Based on the best selling novel, Metro 2033 by Dmitry Glukhovsky, Last Light picks up just after the events of the first game. Though it’s not necessary to have prior experience, it does alleviate much of the confusion surrounding the initial events. Story layers upon story to weave a rich tapestry. A nuclear war lays waste to humanity and only those taking refuge in the Russian and Ukrainian metro systems survive. Separated from one another, sects form and become independent states giving rise to the Soviet Reds and the Fourth Reich. A mysterious bunker is discovered promising supplies and munitions – salvation and power to the one controlling it. The genocide of the slightly-human slightly-monstrous Dark Ones lingers in recent memory and mutated beasts haunt the land above, still irradiated an uninhabitable.

Last Light is part science fiction, part political thriller, and part horror movie. Prior knowledge isn’t required but it is recommended.

The presentation of this reality is stunning. 4A Games spent what must be thousands of hours attending to detail. Traveling through bunkers means sinking into that reality: seeing the rough grit on each surface, too many bodies packed into too small of spaces, ramshackle merchants, utilities, and animal pens under harsh fluorescent or neon lights.
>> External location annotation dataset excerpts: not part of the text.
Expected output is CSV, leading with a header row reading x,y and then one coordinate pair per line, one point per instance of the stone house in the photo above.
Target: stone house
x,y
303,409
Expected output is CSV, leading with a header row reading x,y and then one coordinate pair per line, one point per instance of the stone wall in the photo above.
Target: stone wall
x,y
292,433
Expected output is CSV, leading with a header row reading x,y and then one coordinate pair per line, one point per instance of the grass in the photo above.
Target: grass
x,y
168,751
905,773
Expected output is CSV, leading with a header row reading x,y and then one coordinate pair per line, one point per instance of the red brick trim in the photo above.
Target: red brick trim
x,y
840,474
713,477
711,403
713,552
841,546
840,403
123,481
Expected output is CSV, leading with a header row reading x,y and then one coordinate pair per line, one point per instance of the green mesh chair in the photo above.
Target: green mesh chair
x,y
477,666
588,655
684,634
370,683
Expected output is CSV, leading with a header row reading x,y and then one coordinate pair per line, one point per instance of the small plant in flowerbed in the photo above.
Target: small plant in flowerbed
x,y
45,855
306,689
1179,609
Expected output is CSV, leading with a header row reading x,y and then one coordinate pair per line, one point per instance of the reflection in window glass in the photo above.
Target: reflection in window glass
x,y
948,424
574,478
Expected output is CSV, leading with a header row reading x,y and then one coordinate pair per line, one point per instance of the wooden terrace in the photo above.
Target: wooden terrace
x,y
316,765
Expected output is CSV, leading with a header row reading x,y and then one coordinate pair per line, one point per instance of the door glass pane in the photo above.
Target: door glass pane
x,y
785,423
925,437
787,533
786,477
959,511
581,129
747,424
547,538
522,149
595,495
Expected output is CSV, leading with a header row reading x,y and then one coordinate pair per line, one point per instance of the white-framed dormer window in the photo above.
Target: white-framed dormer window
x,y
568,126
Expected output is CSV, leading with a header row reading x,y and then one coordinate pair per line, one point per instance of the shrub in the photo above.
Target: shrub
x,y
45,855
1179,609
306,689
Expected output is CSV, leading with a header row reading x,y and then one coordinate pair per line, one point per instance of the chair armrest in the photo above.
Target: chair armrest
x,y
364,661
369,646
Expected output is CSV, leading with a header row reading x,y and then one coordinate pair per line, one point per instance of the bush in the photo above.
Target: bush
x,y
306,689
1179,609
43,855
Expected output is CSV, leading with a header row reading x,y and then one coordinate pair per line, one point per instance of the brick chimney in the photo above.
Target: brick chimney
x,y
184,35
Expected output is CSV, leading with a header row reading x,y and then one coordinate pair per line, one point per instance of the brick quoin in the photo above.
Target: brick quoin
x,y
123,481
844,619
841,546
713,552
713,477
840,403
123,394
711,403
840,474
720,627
The areas in between these complexes are industrial and rusted. Lichen textures shadowed surfaces and too many spiders hang for the arachnophobic. The world of Last Light feels so true, so possible that it teeters between fascinating and sad. Thankfully, fascinating wins out.


By the end, I wanted more than what was on offer. It is slightly macabre to revel in the what-ifs of human squalor but the mysteriousness of the setting compels me. Even the cultural foreignness of Last Light is a draw. 4A Games being a Ukrainian studio is, I believe, what allows this to happen. Last Light is a cultural offering and, as such, is something to be related to and not compared against. The importance of that distinction can’t be overstated. The same game, in this humble reviewer’s opinion, would have been impossible to create so successfully by a non-Ukrainian team.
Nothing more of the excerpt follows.